The third of four children, Yap was sent to live and study in Manila with his siblings in the late 70s because of the raging muslim secessiojnist conflict at the time. He took up political science in De La Salle University-Manila and law in Ateneo De Manila University.

"When my father became mayor in 1992, I was 'forced' into becoming one of the first set of elected board members in the provincial legislative body. I had just finished my law studies and all I wanted to do was drive around Manila and party with my friends, but many people asked that I help out," he recalls.

"I never envisioned that I would win, but when I did, I had to face the music. I was the youngest member, educated in Manila and had a law degree, so the expectations were high."

When Yap's father passed away, he had an epiphany and decided to continue what his father started. Though he'd spent time away from Glan, his heart had always been for the improvement of his hometown.

"I had no funds for a campaign. I couldn't even afford to have posters with a photo of my face printed. I filed my mayoral candidacy with only P100 in my pocket. My wife asked me if I was really up for running for mayor," he says.

But become mayor he did in 2001 and promptly introduced many changes to Glan.

"The first thing I did was to remove all the illegal activities like games and fishing. People were shocked. It's a 180-degree type of governance. That's why I always joke that U.S. President Obama's platform of 'change' was copied from me," he says.

After cleaning up, next on the agenda was moving forward.

With Glan's 31 barangays and population of 100,000, Yap wanted to ensure the youth received proper education. "I grew up playing with children of poor families who all wanted to go to school," he says.

"I feel very strongly that poverty should not be a reason for a child to be denied an education." To this end, he helped set up Sultan Kudarat State Polytechnic College and Glan School of Science and Technology.

For all of his achievements, one of the legacies Yap is most proud of is his spearheading of an economic cluster comprised of Glan and its two neighboring municipalities Sarangani and Jose Abad Santos in Davao del Sur called JAGS-CT (Jose Abad Santos-Glan-Sarangani Cooperation Triangle).

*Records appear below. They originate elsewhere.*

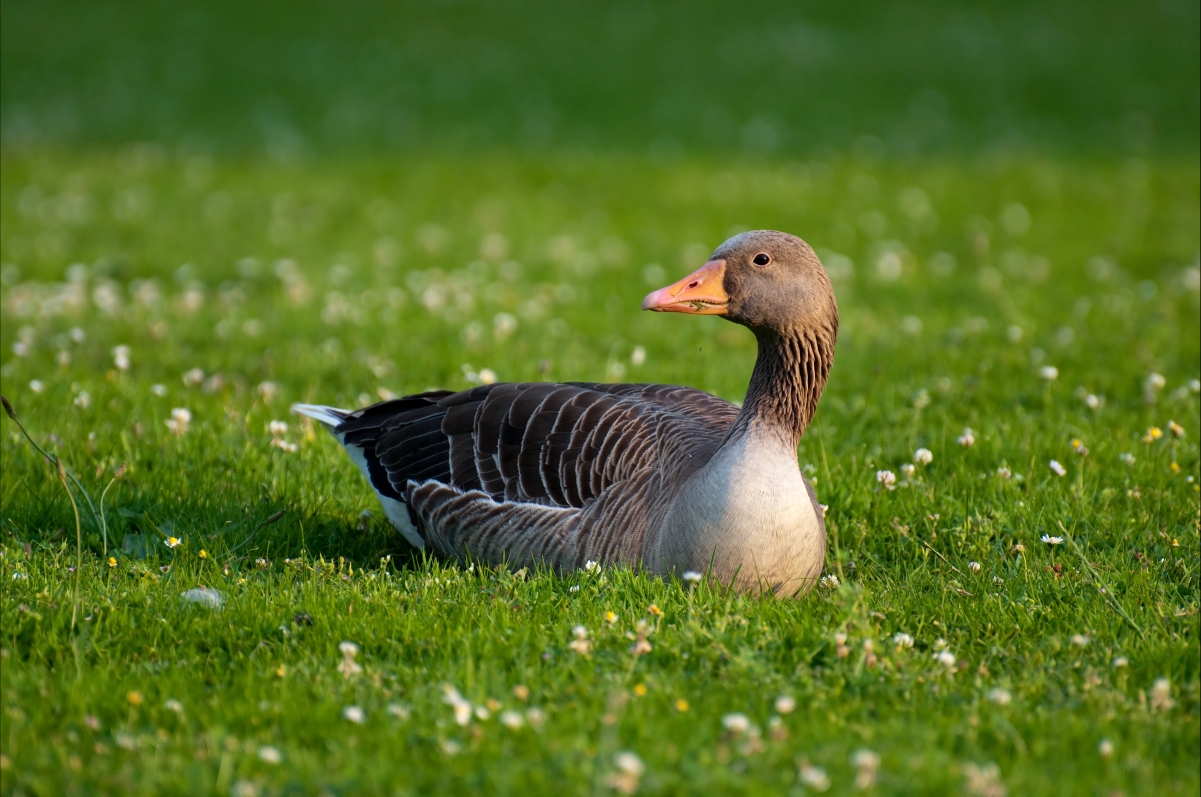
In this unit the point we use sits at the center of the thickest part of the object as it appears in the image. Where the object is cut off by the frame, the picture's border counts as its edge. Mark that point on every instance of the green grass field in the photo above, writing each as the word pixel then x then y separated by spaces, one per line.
pixel 211 210
pixel 240 287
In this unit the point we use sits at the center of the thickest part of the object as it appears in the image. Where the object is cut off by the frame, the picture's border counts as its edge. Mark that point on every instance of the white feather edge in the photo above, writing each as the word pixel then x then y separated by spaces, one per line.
pixel 396 511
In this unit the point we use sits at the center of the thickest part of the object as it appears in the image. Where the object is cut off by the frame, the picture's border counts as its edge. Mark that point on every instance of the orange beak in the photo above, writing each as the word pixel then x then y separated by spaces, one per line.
pixel 700 293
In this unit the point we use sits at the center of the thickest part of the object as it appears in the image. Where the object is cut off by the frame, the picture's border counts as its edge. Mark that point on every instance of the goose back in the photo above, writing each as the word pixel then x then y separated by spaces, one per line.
pixel 538 443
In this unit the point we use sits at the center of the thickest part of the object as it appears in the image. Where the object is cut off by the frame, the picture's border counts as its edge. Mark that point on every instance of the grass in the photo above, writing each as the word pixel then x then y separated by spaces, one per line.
pixel 957 279
pixel 921 76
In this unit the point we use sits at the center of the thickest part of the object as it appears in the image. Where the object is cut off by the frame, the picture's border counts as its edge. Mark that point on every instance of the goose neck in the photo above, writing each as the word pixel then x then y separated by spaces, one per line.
pixel 786 385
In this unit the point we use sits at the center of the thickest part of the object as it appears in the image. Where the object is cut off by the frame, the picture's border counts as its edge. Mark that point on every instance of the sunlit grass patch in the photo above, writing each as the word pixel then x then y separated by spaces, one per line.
pixel 1008 455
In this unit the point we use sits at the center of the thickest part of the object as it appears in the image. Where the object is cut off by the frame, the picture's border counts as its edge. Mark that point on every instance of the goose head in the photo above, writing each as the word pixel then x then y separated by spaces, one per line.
pixel 768 281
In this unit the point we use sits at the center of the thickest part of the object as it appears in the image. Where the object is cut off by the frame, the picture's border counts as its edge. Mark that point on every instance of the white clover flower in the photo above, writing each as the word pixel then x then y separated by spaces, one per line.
pixel 736 723
pixel 629 763
pixel 629 771
pixel 121 358
pixel 813 777
pixel 1161 695
pixel 267 390
pixel 867 765
pixel 180 420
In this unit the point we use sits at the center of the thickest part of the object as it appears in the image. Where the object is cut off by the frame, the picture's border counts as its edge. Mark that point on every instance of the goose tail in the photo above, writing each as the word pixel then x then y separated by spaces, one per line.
pixel 328 417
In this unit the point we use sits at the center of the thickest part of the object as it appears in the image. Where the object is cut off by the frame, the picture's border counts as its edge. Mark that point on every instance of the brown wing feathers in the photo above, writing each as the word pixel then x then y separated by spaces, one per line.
pixel 559 445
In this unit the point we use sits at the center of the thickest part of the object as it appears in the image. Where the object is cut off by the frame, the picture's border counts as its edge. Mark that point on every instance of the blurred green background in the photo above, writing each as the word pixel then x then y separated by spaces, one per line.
pixel 663 78
pixel 223 208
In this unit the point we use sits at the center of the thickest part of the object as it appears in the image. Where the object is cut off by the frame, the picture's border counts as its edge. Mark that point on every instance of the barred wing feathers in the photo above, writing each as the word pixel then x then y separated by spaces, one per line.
pixel 538 471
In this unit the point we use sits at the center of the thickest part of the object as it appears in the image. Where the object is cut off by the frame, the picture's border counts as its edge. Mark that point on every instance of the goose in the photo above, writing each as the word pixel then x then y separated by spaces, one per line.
pixel 665 478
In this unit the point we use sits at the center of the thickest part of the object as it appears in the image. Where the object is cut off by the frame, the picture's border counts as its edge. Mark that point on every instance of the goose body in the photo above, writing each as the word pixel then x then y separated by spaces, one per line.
pixel 668 478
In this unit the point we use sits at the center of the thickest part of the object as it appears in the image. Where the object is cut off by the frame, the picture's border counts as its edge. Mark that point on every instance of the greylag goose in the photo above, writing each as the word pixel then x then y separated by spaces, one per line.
pixel 668 478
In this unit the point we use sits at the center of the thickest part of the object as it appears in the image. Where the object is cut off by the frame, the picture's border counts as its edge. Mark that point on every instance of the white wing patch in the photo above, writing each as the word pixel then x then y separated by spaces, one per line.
pixel 395 510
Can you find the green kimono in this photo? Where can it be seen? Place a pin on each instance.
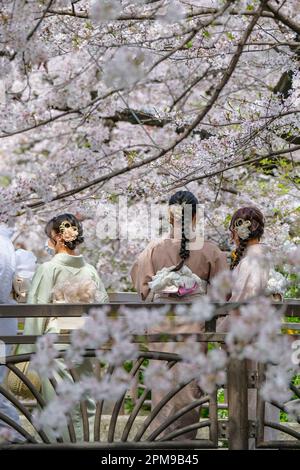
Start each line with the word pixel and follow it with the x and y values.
pixel 61 268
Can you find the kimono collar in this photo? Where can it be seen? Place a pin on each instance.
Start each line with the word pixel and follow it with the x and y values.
pixel 69 260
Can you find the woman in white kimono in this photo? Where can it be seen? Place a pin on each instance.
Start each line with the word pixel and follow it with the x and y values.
pixel 252 272
pixel 8 326
pixel 16 268
pixel 168 271
pixel 66 278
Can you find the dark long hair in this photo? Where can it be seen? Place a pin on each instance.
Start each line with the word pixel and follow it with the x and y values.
pixel 55 225
pixel 182 198
pixel 253 215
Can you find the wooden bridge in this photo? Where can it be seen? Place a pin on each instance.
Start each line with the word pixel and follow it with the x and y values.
pixel 117 427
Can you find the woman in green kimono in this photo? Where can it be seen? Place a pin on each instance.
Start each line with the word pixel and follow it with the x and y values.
pixel 66 278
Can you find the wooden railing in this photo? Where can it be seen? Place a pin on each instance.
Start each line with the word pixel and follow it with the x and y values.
pixel 235 430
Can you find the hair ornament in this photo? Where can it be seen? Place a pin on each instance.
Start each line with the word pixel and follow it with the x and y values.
pixel 68 231
pixel 242 228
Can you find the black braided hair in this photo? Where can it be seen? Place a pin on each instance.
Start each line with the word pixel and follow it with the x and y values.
pixel 181 198
pixel 55 223
pixel 255 216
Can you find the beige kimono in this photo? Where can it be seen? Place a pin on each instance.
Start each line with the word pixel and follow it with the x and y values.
pixel 251 277
pixel 206 263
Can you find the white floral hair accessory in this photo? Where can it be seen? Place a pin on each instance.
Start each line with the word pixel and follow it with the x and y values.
pixel 68 231
pixel 242 228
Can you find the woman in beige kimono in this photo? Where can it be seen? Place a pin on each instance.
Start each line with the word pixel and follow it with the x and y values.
pixel 168 271
pixel 252 275
pixel 66 278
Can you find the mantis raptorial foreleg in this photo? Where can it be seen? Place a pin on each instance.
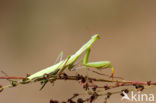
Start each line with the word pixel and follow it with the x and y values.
pixel 99 64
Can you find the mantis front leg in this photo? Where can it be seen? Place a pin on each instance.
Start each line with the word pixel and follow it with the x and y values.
pixel 99 64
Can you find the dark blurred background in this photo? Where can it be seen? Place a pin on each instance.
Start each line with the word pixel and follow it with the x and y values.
pixel 33 32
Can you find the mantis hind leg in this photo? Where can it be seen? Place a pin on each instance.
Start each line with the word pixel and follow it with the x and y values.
pixel 99 64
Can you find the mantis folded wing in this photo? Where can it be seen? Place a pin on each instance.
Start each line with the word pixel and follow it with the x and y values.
pixel 69 61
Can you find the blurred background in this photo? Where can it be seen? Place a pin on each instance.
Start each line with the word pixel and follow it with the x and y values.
pixel 33 32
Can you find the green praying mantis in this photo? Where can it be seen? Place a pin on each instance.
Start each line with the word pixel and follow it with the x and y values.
pixel 70 60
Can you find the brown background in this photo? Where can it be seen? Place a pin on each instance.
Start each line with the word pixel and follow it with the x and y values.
pixel 32 34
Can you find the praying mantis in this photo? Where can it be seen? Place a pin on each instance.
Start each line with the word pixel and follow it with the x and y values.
pixel 70 60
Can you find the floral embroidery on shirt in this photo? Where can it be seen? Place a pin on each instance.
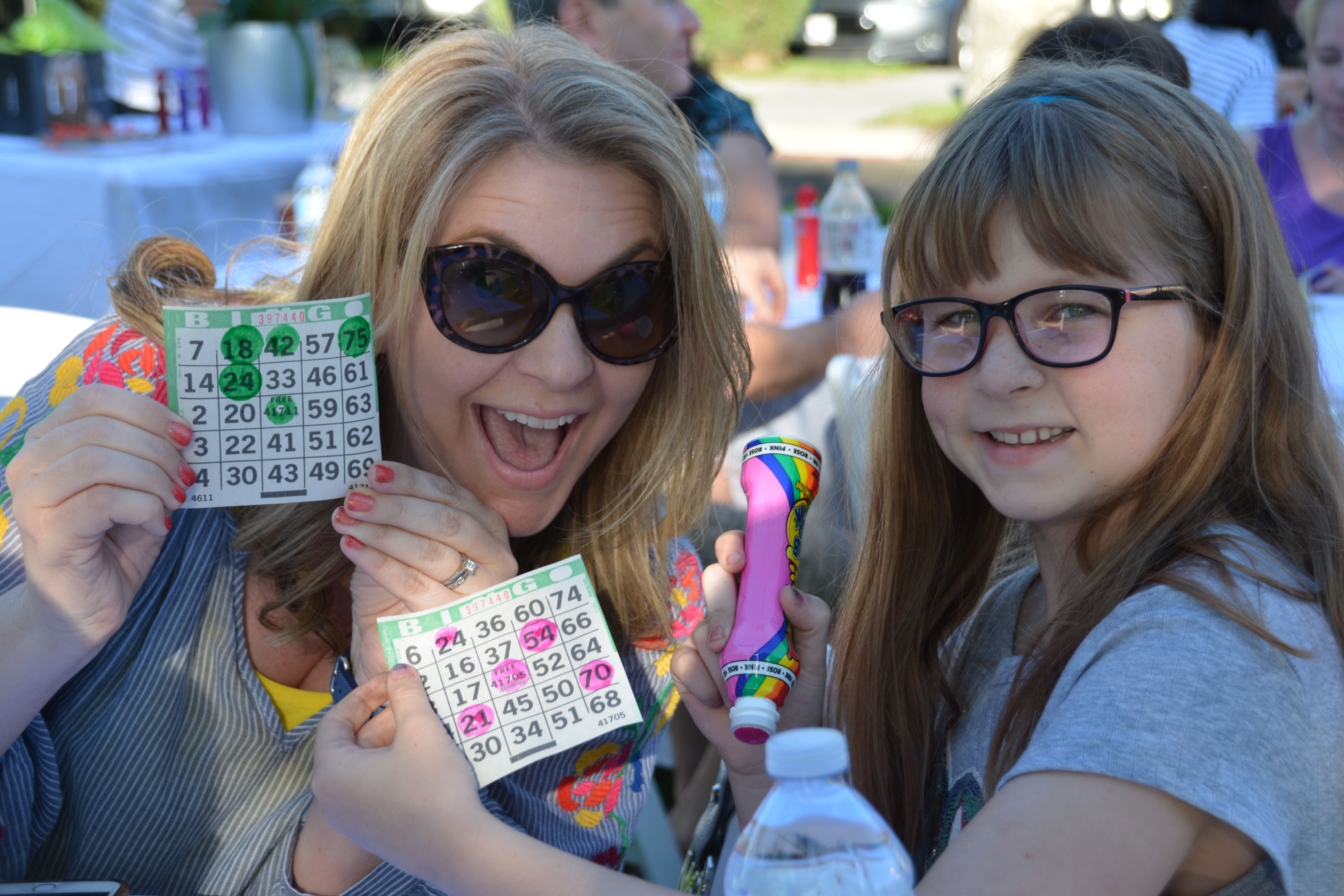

The cluster was formed in 2004 to foster relations within the Brunei Darussalam-Indonesia-Malaysia-Philippines East ASEAN Growth Area (BIMP-EAGA). By 2006, a sisterhood agreement with Sangihe Regency of Indonesia was forged to promote better partnership and cooperation.

"The Indonesian port of Tahuna is a mere seven hours away from Glan, it makes sense to do business with Indonesia since it's nearer to us than Manila," he says.

"We spent P18 million to repair, rehabilitate and upgrade the Glan International Port into a modern, international-standard port to bolster the livelihood and economic activities in JAGS-CT."

When asked how he spends his leisure time, he replies, "I am on call 24 hours a day, 7 days a week. It's hard to find time for even a nap. Public service is a sacrifice. If you want to be a good public servant, it's not going to be too good for raising a family."

His family may not totally agree with his statement, given that public service seems to be something they do well together. Yap's wife, Ami Abundo, is a councilor of Glan while his daughter, Miquee Louise, was a board member of the youth sector for five years.

Although Yap is no longer eligible to run for mayor, he jokes that he would consider running for vice-mayor if only to continue the efforts and initiatives he has started.

"Glan used to be a dead-end municipality, but now it's on its way to becoming a trading and economic hub for South and Western Mindanao. We also have around six beaches and numerous resorts, so we're working towards becoming the aqua-marine and tourism center of Socsargen (South Cotabato, Sarangani and General Santos City). I'm really in love with my community," he says.

The success he's found as a public servant has served as poignant turning point for his spirituality as well. "For a time back in the 80s, I didn't believe in God anymore," he says.

"I had asked for change for Glan and I didn't get to see that right away. Now I realize I was given the chance to make the change that I asked for."